Он неотступно думает о Софье Андреевне. Она недоговаривает что-то, а порой избегает его. Толстой винит я этом себя. Это он оказался недостаточно чутким... А может быть, он уже охладел к ней? Женщина способна предугадать то, что мужчина еще не осознает. Сомнения питают музу.

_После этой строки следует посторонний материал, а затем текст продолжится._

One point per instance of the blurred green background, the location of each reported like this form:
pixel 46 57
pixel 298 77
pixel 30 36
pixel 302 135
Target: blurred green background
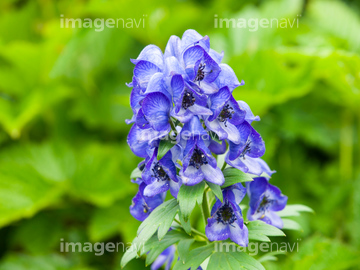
pixel 64 161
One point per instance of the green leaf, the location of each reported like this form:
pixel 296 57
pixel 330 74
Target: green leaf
pixel 233 261
pixel 290 224
pixel 164 147
pixel 156 247
pixel 160 219
pixel 216 189
pixel 259 230
pixel 136 173
pixel 185 224
pixel 188 197
pixel 183 248
pixel 234 176
pixel 195 257
pixel 293 210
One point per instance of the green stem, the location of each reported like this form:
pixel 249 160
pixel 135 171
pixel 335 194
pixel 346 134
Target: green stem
pixel 205 208
pixel 173 126
pixel 224 166
pixel 194 231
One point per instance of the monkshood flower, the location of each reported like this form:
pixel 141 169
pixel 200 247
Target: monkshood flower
pixel 152 123
pixel 199 65
pixel 226 116
pixel 149 62
pixel 245 155
pixel 226 219
pixel 198 162
pixel 142 206
pixel 141 141
pixel 160 175
pixel 265 201
pixel 187 102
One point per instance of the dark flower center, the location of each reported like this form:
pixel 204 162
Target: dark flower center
pixel 226 114
pixel 188 100
pixel 264 205
pixel 200 75
pixel 226 214
pixel 246 149
pixel 198 158
pixel 159 173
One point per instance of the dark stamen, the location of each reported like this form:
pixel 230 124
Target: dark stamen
pixel 226 114
pixel 188 100
pixel 200 73
pixel 197 159
pixel 226 214
pixel 264 205
pixel 159 173
pixel 246 149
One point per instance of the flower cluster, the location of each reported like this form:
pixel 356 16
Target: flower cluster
pixel 184 95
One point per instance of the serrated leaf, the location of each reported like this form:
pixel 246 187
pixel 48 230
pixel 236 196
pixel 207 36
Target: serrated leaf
pixel 259 230
pixel 185 224
pixel 234 176
pixel 293 210
pixel 233 261
pixel 160 219
pixel 136 173
pixel 164 147
pixel 188 197
pixel 216 189
pixel 183 248
pixel 195 257
pixel 154 247
pixel 290 224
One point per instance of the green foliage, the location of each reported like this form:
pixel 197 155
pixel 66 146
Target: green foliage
pixel 64 161
pixel 188 197
pixel 259 230
pixel 233 261
pixel 234 176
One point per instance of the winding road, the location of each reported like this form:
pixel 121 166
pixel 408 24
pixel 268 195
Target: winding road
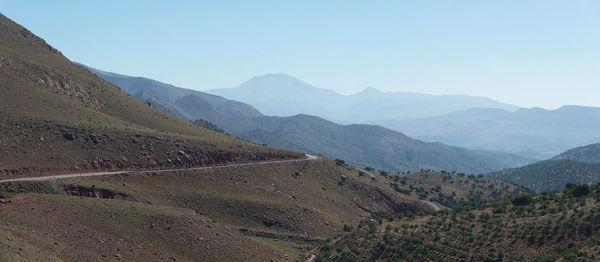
pixel 65 176
pixel 433 205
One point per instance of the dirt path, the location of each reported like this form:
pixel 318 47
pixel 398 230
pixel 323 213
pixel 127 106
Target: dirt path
pixel 65 176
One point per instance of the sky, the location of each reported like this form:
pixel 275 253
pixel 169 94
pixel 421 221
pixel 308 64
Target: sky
pixel 528 53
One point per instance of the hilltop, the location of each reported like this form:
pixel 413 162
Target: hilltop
pixel 579 165
pixel 59 117
pixel 533 132
pixel 361 145
pixel 284 95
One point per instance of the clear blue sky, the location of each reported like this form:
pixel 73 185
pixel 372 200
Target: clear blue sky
pixel 529 53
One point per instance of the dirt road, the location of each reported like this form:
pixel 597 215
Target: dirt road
pixel 65 176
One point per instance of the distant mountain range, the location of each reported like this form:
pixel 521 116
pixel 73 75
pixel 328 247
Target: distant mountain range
pixel 57 117
pixel 465 121
pixel 534 132
pixel 184 103
pixel 362 145
pixel 579 165
pixel 283 95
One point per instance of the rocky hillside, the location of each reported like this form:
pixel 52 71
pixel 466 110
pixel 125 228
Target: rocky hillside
pixel 362 145
pixel 59 117
pixel 184 103
pixel 586 154
pixel 579 165
pixel 549 227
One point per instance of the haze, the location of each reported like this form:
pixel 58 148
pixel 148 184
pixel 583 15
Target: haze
pixel 526 53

С ружьем за плечами, один, при луне,
Я по полю еду на верном коне.
Я бросил поводья, я мыслю о ней,
Ступай же, мой конь, по траве веселей!..
И с ним насмешливый двойник, будто бы угадывающий истинное состояние Толстого, предсказывающий тривиальный конец его любви:
"Смеюсь я, товарищ, мечтаньям твоим,
Смеюсь, что ты будущность губишь;
Ты мыслишь, что вправду ты ею любим?
Что вправду ты сам ее любишь?
Смешно мне, смешно, что, так пылко любя,
Ее ты не любишь, а любишь себя.
Опомнись, порывы твои уж не те!
Она для тебя уж не тайна,
Случайно сошлись вы в мирской суете,
Вы с ней разойдетесь случайно.
Смеюся я горько, смеюся я зло
Тому, что вздыхаешь ты так тяжело".
Но у Толстого не всегда можно понять, где он убийственно серьезен, а где так же убийственно ироничен. Это прутковская черта...

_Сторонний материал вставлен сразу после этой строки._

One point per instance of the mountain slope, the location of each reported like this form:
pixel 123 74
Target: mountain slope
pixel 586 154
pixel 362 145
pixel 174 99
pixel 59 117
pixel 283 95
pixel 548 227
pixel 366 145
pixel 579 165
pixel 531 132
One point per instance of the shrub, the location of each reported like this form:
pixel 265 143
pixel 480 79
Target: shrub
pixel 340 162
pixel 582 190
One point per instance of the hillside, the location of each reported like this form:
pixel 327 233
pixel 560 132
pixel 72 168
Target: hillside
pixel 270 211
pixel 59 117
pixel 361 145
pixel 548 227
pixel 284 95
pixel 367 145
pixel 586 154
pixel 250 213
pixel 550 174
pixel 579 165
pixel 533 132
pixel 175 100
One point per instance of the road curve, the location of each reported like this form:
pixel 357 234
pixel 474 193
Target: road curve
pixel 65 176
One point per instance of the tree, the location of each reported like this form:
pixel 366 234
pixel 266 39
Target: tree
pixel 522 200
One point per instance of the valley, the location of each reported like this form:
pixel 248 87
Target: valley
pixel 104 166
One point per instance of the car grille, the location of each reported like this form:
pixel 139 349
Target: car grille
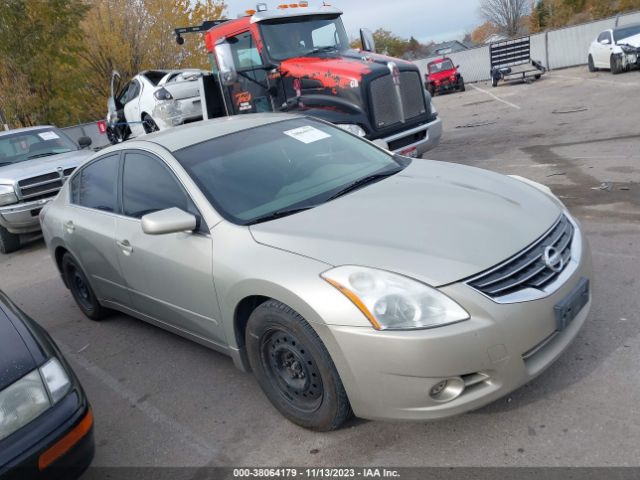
pixel 43 186
pixel 386 110
pixel 527 269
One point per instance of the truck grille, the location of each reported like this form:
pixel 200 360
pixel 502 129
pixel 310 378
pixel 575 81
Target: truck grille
pixel 527 268
pixel 43 186
pixel 386 110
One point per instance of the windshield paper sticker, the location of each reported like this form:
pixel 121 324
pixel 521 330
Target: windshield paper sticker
pixel 307 134
pixel 48 135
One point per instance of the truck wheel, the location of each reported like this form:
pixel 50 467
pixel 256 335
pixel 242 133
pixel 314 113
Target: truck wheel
pixel 82 292
pixel 294 369
pixel 9 242
pixel 616 64
pixel 149 125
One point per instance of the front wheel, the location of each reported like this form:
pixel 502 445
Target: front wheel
pixel 294 368
pixel 81 291
pixel 9 242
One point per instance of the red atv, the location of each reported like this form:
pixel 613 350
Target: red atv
pixel 443 77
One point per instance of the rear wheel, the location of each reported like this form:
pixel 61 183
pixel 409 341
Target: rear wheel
pixel 9 242
pixel 294 369
pixel 82 292
pixel 616 64
pixel 149 125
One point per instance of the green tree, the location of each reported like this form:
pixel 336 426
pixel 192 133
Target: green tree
pixel 39 46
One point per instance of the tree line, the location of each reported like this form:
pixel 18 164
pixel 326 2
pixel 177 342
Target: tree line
pixel 511 18
pixel 56 56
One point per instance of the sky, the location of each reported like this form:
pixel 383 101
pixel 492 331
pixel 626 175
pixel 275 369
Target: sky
pixel 437 20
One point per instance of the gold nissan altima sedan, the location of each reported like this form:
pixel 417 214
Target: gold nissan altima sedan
pixel 347 279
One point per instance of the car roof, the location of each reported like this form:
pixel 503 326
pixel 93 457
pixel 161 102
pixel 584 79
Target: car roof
pixel 25 129
pixel 620 27
pixel 193 133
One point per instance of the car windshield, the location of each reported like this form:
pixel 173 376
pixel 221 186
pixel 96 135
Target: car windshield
pixel 280 168
pixel 625 32
pixel 27 145
pixel 440 66
pixel 304 36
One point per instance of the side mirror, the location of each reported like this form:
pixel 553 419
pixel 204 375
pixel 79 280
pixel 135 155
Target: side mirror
pixel 367 40
pixel 84 142
pixel 171 220
pixel 226 65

В немногих сохранившихся отрывках писем Толстого к Софье Андреевне нет уже никакой иронии. Видимо, она писала ему, что его чувство - лишь восторженное возбуждение. Оно пройдет, и Толстой уже не будет любить ее. Он чувствовал в ее словах недосказанность, которая тревожила его. Она намекала на обстоятельства, неведомые ему. Ей было страшно... А он не понимал, чего же она страшится, не понимал ее "забот, предчувствий, опасений", говорил, что цветок исчезает, но остается плод, само растение. Да, он знает, что любовь не вечное чувство. Но стоит ли пугаться этого? Ну, пройдет любовь, но останется благословенная дружба, когда люди уже не могут обойтись друг без друга, когда один становится как бы естественным продолжением другого. Он уже и теперь чувствует, что он - в большей мере она, что Софья Андреевна для него больше, чем второе "я".